Subgroup analyses for the primary outcome are planned. We will assess whether the intervention effect differs between patient groups with differing MRI lesion status (recorded as ‘significant lesion including anterior’, ‘significant lesion not anterior’, or ‘no significant lesion’) and prostate volume (normal < 50 cc, large 50–79 cc, extra-large ≥ 80 cc). We hypothesise that the detection rate of clinically significant PCa will be higher in participants with an anterior lesion, and in those with a larger prostate, on MRI receiving an LATP versus TRUS biopsy [17]. Where numbers within subgroups are too small, we will consider combining levels within subgroups (e.g. combine prostate volume 50–79 cc with ≥ 80 cc). Subgroup analyses will use mixed effects logistic regression with a random effect for the recruitment site and a fixed effect for MRI pre-biopsy lesion location for the ITT population, in line with the analysis described for the primary outcome. Intervention allocation by subgroup interaction terms will be used to assess point estimates and confidence intervals and will be displayed using forest plots.

Sensitivity analyses

Sensitivity analyses will be conducted to assess the robustness of the main trial results. Sensitivity analyses to explore the impact of missing primary outcome PCa detection are outlined in the “Approach to missing data” in the “Analyses” section.

Supplementary analyses and outcomesNumber of biopsy cores

The number of recommended biopsy cores to be taken for each type of intervention is stipulated in the protocol such that it is expected to be similar across the two biopsy groups. The number and proportion of participants with too many (more than 18 systematic cores) or too few (less than 6 systematic cores) will be presented for each randomised group.

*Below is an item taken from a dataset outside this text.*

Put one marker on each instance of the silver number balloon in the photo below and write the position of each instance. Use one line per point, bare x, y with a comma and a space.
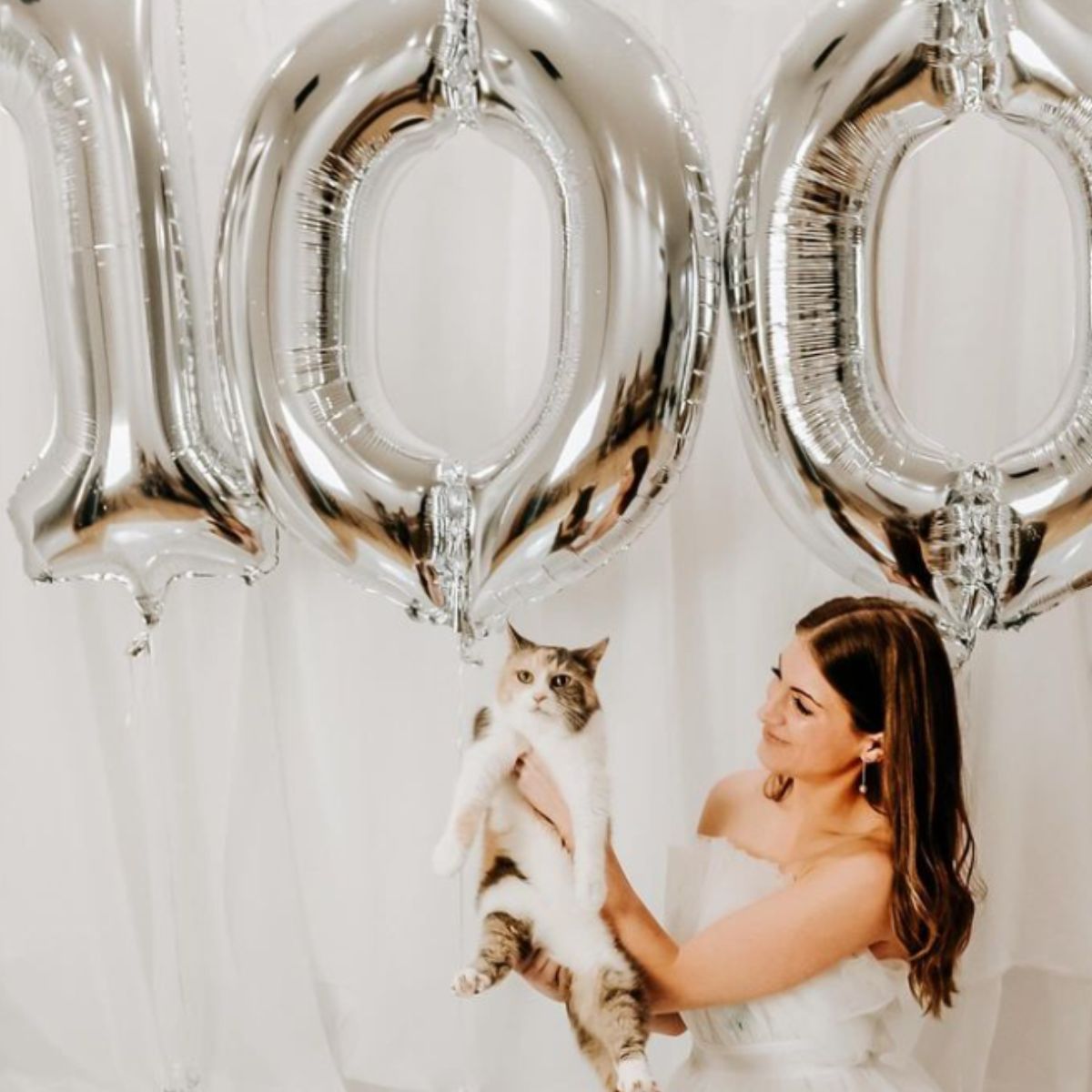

Bayesian re-design methodological add-on

A methodological Bayesian re-design of the trial data was pre-specified in the study protocol and is being conducted alongside the main trial [3]. This re-design intends to assess whether analysing TRANSLATE using novel Bayesian adaptive methods may provide efficiency gains over the more typical trial design outlined in this SAP. The final reporting of trial results will be presented in line with the aspects described above and will be considered independent of the methodological outcomes. The Bayesian final analysis will be conducted once the study has completed data collection and will be presented after the trial primary results have been reported. Details of the Bayesian methodology employed are described in the Additional file Appendix 1.

Statistical packages

All analysis will be carried out using appropriate validated statistical software such as Stata v18.0 (StataCorp, College Station, TX, USA), SAS 9.4 (SAS Institute, Cary NC, USA) or R v3.4.1 (R Foundation for Statistical Computing, Vienna, Austria). The relevant package(s) and version number(s) will be recorded in the Statistical Report.